On HTTP Utility Services API — Syncthing documentation it says that “These services are available via HTTP on the GUI listen address, but in contrast to the REST API do not require any form of authentication or an API key.”
Hitting http://localhost:8384/meta.js or http://localhost:8384/qr/?text=test with curl, they seem to require --insecure to avoid SSL certificate problem and --header 'X-API-Key: xxx' to avoid 403 Forbidden. Are the docs are out of date, or is my system misconfigured in some way?
I initially saw it on syncthing v1.28.0 (debian build) on Ubuntu 24.10. But 1.29.4 exhibits this behavior too. Should I submit a PR to fix the docs or try to fix the code instead?

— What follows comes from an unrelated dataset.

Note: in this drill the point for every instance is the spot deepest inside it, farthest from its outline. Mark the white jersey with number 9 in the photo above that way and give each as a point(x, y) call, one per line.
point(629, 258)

Just now I tried to reproduce using on alpine-linux 3.21, using syncthing-1.28.1-r4 which ought to be from between those versions you’ve experienced the issue with. I am still allowed to use the API unauthenticated, with identical results as on the OpenBSD machine.
My vote would be for trying to fix the code, or at least get to the bottom with why it happens on your machine but not one mine.
The only way I expect those paths to not require authentication if is you’ve not enabled authentication. I have no strong opinion either way, the QR thing is not sensitive but also not something I think we need to provide as a general service without authentication? meta.json similarly is probably not sensitive but no real reason to serve it without auth afaik…
Correct. No username or password enabled here. My sockets are always created in directories only the launching user has permissions to. Everyone able to connect can also read the configuration file.
If I read the code correctly, the documentation would for sure benefit from being updated. Any instance configured to require username and password authentication may be accessed without those, as an api key short-circuits that elevated security? That’s unexpected.